[openstack-dev] Proposal for Raksha, a Data Protection As a Service project
John Griffith
john.griffith at solidfire.com
Fri Aug 30 04:00:45 UTC 2013
On Thu, Aug 29, 2013 at 6:36 PM, Murali Balcha <Murali.Balcha at triliodata.com
> wrote:
>
> >>> My question is, would it make sense to add to the current mechanisms in
> >>> Nova and Cinder than add the complexity of a new project?
> >
> > I think the answer is yes :)
>
>
> I meant there is a clear need for Raksha project. :)
>
> Thanks,
> Murali Balcha
>
> On Aug 29, 2013, at 7:45 PM, "Murali Balcha" <Murali.Balcha at triliodata.com>
> wrote:
>
> >
> > ________________________________________
> >>> From: Ronen Kat <RONENKAT at il.ibm.com>
> >>> Sen: Thursday, August 29, 2013 2:55 PM
> >>> To: openstack-dev at lists.openstack.org;
> openstack-dev at lists.launchpad.net
> >>> Subject: Re: [openstack-dev] Proposal for Raksha, a Data Protection As
> a Service project
> >
> >>> Hi Murali,
> >
> >>> I think the idea to provide enhanced data protection in OpenStack is a
> >>> great idea, and I have been thinking about backup in OpenStack for a
> while
> >>> now.
> >>> I just not sure a new project is the only way to do.
> >
> >>> (as disclosure, I contributed code to enable IBM TSM as a Cinder backup
> >>> driver)
> >
> > Hi Kat,
> > Consider the following use cases that Raksha will addresses. I will
> discuss from simple to complex use case and then address your specific
> questions with inline comments.
> > 1. VM1 that is created on the local file system with a cinder volume
> attached
> > 2. VM2 that is booted off from a cinder volume and has couple of
> cinder volumes attached
> > 3. VM1 and VM2 all booted from cinder volumes and has couple of
> volumes attached. They also share a private network for internal
> communication.
> > 4.
> > In all these cases Raksha will take a consistent snap of VMs, walk thru
> each VM resources and backup the resources to swift end point.

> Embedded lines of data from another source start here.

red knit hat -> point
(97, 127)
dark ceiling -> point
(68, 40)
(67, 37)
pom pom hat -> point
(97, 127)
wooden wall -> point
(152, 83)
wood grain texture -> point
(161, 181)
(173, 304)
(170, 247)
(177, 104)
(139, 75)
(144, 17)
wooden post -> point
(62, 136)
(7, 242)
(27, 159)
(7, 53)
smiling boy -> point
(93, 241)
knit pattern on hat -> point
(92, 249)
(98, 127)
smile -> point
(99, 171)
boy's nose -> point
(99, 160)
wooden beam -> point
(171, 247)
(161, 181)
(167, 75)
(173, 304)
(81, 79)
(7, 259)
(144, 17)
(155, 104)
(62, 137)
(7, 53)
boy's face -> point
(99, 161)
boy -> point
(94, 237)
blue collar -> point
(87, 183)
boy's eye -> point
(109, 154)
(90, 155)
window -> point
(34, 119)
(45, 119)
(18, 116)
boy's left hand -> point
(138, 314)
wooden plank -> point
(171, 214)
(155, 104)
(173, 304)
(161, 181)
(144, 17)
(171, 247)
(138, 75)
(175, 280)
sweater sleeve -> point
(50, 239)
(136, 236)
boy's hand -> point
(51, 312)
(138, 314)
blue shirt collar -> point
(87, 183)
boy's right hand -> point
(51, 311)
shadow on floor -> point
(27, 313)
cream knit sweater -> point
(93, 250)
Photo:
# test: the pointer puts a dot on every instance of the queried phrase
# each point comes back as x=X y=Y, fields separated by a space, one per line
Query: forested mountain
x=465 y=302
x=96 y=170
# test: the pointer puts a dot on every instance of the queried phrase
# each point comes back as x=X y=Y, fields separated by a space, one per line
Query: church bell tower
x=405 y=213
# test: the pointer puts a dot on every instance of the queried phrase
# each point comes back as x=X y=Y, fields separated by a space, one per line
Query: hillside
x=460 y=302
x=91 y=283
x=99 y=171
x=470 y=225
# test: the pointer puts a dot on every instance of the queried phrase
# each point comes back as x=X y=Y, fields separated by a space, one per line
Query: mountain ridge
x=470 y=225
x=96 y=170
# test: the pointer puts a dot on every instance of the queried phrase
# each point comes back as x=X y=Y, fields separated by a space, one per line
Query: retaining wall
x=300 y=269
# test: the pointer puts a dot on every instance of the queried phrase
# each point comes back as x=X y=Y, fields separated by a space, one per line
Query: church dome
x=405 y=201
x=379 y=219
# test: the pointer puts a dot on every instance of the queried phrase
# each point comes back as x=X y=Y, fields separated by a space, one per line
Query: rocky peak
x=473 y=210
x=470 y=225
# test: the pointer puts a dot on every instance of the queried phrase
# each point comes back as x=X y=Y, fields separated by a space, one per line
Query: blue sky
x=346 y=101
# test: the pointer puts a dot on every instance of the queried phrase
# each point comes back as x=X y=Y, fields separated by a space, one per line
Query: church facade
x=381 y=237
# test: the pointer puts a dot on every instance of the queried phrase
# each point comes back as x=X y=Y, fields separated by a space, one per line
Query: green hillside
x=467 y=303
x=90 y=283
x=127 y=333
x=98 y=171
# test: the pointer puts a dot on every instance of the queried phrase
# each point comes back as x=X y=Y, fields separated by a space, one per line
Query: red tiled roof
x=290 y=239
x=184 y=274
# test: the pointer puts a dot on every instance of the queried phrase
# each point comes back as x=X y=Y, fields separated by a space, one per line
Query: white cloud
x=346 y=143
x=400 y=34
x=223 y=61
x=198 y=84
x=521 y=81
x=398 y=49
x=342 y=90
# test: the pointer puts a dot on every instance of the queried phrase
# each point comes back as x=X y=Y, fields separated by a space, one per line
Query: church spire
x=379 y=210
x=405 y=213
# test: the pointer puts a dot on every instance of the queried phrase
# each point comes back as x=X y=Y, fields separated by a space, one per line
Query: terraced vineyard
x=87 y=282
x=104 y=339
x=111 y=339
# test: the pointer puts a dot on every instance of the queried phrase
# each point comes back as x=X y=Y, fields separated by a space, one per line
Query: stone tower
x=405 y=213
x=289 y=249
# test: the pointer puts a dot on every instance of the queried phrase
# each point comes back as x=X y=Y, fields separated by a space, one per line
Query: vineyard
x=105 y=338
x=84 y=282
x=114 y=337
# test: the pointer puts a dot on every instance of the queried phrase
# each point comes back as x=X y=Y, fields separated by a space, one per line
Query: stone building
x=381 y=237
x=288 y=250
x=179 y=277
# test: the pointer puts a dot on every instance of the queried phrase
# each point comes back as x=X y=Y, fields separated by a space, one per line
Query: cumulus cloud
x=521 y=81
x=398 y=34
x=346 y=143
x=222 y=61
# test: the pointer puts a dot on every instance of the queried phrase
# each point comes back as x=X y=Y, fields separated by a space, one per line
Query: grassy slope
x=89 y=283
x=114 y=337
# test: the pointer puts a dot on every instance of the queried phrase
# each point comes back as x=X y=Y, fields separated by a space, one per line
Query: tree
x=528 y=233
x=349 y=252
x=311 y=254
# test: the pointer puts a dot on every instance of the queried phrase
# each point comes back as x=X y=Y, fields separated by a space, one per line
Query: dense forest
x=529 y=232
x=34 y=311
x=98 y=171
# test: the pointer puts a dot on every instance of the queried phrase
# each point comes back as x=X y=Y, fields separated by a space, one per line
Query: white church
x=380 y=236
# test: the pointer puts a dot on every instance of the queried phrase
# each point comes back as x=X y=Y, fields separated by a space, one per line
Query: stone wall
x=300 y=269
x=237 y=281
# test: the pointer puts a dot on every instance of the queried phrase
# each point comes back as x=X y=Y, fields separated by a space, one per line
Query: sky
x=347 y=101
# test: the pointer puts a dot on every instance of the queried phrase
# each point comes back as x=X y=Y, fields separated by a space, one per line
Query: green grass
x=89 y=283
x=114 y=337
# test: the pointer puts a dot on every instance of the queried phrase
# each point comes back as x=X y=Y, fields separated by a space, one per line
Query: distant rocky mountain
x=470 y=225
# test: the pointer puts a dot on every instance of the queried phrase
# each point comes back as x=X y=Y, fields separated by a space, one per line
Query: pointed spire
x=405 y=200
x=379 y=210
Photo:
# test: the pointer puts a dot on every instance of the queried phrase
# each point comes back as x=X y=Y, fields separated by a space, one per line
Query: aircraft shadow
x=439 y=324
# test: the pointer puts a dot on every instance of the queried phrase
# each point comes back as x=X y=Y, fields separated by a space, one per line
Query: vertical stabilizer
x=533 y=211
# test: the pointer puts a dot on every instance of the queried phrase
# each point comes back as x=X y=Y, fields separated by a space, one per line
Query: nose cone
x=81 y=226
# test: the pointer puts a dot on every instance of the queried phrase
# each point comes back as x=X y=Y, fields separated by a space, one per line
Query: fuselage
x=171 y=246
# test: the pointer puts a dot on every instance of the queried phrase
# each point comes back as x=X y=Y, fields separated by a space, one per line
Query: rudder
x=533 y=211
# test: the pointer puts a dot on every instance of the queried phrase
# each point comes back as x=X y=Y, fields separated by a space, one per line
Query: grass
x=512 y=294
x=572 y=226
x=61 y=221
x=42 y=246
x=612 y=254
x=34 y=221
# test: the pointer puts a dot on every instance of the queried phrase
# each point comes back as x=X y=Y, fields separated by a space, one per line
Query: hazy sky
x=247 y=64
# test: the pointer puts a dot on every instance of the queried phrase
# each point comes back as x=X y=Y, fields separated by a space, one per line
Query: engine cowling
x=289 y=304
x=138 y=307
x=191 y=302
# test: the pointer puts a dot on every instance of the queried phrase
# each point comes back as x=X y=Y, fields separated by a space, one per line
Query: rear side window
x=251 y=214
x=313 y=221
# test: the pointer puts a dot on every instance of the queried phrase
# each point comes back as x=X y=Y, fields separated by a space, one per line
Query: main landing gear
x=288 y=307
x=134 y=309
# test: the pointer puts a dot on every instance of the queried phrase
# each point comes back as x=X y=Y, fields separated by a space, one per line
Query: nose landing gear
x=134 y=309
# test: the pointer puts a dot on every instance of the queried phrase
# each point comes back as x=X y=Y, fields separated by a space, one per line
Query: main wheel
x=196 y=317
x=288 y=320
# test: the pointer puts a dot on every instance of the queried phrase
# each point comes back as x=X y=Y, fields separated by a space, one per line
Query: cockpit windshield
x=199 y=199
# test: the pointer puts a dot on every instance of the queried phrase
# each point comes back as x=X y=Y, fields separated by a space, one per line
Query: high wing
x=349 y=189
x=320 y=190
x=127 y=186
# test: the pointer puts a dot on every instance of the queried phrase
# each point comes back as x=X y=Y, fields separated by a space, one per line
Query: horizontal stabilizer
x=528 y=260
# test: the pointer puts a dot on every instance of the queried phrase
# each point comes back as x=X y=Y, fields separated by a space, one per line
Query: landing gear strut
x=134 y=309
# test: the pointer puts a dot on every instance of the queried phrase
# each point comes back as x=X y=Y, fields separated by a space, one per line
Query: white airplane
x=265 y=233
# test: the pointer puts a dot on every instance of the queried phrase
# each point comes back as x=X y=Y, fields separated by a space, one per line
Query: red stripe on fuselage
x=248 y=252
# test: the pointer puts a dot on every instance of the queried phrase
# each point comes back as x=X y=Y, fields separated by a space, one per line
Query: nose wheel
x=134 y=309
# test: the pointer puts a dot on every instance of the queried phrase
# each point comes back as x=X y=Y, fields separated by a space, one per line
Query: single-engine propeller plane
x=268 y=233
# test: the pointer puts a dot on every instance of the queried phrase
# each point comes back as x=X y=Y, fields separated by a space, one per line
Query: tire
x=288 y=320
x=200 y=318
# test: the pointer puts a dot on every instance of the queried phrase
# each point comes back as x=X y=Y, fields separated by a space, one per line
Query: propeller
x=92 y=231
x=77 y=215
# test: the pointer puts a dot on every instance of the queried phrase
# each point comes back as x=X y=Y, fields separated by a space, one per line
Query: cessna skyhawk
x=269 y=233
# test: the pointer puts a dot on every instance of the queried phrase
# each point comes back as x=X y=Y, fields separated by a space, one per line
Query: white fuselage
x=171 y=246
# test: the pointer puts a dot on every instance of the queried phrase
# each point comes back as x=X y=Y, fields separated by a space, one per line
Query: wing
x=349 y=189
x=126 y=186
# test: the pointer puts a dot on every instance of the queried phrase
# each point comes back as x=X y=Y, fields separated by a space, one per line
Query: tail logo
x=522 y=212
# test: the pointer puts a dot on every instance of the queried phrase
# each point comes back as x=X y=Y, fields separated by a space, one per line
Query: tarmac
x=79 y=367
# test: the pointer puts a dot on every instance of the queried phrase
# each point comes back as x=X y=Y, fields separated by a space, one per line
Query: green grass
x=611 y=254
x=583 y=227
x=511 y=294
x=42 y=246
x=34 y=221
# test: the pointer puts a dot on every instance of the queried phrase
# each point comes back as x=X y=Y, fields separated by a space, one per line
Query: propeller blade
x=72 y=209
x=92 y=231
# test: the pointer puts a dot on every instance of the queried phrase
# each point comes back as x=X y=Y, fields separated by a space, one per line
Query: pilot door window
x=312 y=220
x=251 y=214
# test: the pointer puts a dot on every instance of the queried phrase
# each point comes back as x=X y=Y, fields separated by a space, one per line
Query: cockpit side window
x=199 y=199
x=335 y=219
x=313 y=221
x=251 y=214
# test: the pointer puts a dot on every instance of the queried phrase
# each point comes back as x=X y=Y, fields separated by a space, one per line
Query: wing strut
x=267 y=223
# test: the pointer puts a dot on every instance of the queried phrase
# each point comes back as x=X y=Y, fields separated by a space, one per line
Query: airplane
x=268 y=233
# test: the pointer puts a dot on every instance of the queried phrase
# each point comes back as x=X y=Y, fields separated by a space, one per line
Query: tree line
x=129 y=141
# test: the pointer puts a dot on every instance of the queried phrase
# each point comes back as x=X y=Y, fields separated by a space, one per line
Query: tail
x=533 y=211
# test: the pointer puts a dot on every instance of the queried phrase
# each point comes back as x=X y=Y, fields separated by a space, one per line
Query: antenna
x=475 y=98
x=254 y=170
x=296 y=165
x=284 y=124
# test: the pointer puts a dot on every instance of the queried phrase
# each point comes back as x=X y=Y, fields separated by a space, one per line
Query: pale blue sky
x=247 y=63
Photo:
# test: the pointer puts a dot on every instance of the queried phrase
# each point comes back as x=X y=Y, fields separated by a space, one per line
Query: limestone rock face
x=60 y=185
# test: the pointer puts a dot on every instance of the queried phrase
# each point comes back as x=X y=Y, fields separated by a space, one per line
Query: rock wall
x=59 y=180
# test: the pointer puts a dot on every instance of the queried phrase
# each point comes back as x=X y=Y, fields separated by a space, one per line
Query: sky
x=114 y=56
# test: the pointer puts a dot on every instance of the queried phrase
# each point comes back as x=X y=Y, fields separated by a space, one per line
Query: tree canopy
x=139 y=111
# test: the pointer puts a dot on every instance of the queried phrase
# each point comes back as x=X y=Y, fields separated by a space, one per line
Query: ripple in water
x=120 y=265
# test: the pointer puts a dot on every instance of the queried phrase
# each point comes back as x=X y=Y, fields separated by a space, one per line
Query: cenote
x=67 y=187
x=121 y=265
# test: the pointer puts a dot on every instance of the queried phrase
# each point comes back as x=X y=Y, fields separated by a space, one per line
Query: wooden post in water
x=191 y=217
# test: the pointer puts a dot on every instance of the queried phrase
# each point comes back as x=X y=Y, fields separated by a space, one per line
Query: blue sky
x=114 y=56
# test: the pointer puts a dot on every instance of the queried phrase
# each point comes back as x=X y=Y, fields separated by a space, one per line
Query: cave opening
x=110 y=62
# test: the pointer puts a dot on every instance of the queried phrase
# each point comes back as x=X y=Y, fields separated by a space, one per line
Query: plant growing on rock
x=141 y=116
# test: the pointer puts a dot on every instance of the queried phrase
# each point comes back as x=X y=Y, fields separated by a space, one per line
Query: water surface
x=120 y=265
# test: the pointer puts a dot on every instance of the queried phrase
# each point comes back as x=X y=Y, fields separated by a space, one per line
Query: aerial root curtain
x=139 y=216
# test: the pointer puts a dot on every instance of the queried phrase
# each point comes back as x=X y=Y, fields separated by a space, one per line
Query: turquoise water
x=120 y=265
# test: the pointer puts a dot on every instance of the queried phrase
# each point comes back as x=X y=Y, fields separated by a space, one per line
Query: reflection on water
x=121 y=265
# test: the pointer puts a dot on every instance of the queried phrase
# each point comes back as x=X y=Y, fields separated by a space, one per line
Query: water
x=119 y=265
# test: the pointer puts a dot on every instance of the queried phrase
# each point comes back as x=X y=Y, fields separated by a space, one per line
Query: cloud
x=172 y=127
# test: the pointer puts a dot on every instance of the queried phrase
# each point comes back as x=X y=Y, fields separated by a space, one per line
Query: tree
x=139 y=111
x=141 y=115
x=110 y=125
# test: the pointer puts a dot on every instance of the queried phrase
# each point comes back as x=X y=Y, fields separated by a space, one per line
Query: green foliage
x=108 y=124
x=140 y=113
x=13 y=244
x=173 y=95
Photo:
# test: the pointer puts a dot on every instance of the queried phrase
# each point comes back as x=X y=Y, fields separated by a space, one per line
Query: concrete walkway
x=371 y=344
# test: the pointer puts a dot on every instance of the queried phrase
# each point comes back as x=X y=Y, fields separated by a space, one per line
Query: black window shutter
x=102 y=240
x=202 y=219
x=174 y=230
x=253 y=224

> > In case 1, that means backup VM image and Cinder volume image to swift
> > In case 2 is an extension of case 1.
> > In case 3, Raksha not only backup VM1 and VM2 and its associated
> resources, it also backup the network configuration
> >
> > Now lets consider the restore case. The restore operation walks thru the
> backup resources and calls into respective openstack services to restore
> those objects. In case1, it first calls Nova API to restore the VM, it
> calls into Cinder to restore the volume and attach the volume to the newly
> restored VM instance. In case of 3, it also calls into Neutron API to
> restore the networking. Hence my argument is that not one OpenStack project
> has a global view of VM and all its resources to implement an effective
> backup and restore services.
> >
> >
> >>> I wonder what is the added-value of a project approach versus
> enhancements
> >>> to the current Nova and Cinder implementations of backup. Let me
> elaborate.
> >
> >>> Nova has a "nova backup" feature that performs a backup of a VM to
> Glance,
> >>> the backup is managed by tenants in the same way that you propose.
> >>> While today it provides only point-in-time full backup, it seems
> reasonable
> >>> that it can be extended support incremental and consistent backup as
> well -
> >>> as the actual work is done either by the Storage or Hypervisor in any
> case.
> >
> > Though Nova has API to upload a snapshot of the VM to glance, it does
> not snapshot any volumes associated with the VM. When a snapshot is
> uploaded to glance, Nova creates an image by collapsing the qemu image with
> delta file and uploads the larger file to glance. If we were to perform
> periodic backups of VMs, this is a very inefficient way to do backup. Also
> having to manage two end points, one for Nova and Cinder is inefficient.
> These are the gaps I called out in Raksha wiki page.
> >
> >
> >>> Cinder has a cinder backup command that performs a volume backup to
> Swift,
> >>> Ceph or TSM. The Ceph implementation also support incremental backup
> (Ceph
> >>> to Ceph).
> >>> I envision that Cinder could be expanded to support incremental backup
> (for
> >>> persistent storage) by adding drivers/plug-ins that will leverage
> >>> incremental backup features of either the storage or Hypervisors.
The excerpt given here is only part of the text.